Task #12314 (closed)
Opened 5 years ago
Closed 3 years ago
Scripts test test_inputs fails locally with 'Process still running'
| Reported by: | sbesson | Owned by: | |
|---|---|---|---|
| Priority: | minor | Milestone: | Unscheduled |
| Component: | Scripting | Version: | 5.0.1 |
| Keywords: | n.a. | Cc: | cblackburn, jamoore, spli |
| Resources: | n.a. | Referenced By: | n.a. |
| References: | n.a. | Remaining Time: | n.a. |
| Sprint: | n.a. |
Description
As reported initially by Blazej in https://github.com/openmicroscopy/openmicroscopy/pull/2528#issuecomment-43868379 and reconfirmed by myself while testing, the test_inputs.py integration tests can fail systematically using local servers. This error is not reproducible on all local servers and does not happen on the CI node performing the integration tests.

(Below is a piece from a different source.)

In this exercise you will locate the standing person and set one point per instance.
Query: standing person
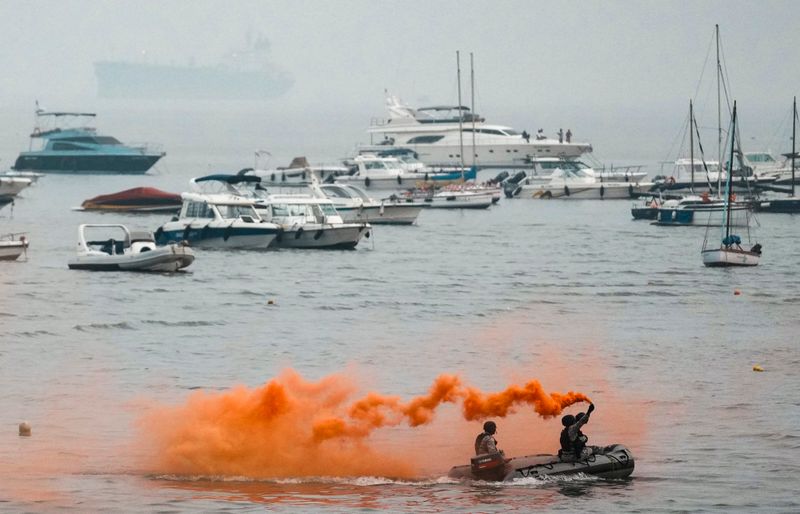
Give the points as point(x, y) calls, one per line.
point(485, 442)
point(573, 441)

Full stack trace of the pytest error (with extra logging) is provided below:
======================================================================== test session starts ========================================================================
platform darwin -- Python 2.7.6 -- py-1.4.20 -- pytest-2.5.2 -- /usr/local/opt/python/bin/python2.7
collected 1 items
test/integration/scriptstest/test_inputs.py:98: TestInputs.testInputs FAILED
============================================================================= FAILURES ==============================================================================
_______________________________________________________________________ TestInputs.testInputs _______________________________________________________________________
self = <test_inputs.TestInputs object at 0x10513b550>
def testInputs(self):
import logging
logging.basicConfig(level=10)
scripts = self.root.getSession().getScriptService()
sendfile = SENDFILE % self.omeropydir()
id = scripts.uploadScript(
"/tests/inputs_py/%s.py" % self.uuid(), sendfile)
input = {"a": rint(100)}
impl = omero.processor.usermode_processor(self.root)
try:
process = scripts.runScript(id, input, None)
cb = omero.scripts.ProcessCallbackI(self.root, process)
try:
count = 100
while cb.block(500):
count -= 1
assert count != 0
rc = process.poll()
> results = process.getResults(0)
test/integration/scriptstest/test_inputs.py:116:
_ _ _ _ _ _ _ _ _ _ _ _ _ _ _ _ _ _ _ _ _ _ _ _ _ _ _ _ _ _ _ _ _ _ _ _ _ _ _ _ _ _ _ _ _ _ _ _ _ _ _ _ _ _ _ _ _ _ _ _ _ _ _ _ _ _ _ _ _ _ _ _ _ _ _ _ _ _ _ _ _ _ _
self = ProcessCallback/f6f8e0a7-20c0-43d9-b67b-3aaac69c0b35 -t -e 1.0:tcp -h 129.215.237.135 -p 53526, waitSecs = 0, _ctx = None
def getResults(self, waitSecs, _ctx=None):
> return _M_omero.grid.ScriptProcess._op_getResults.invoke(self, ((waitSecs, ), _ctx))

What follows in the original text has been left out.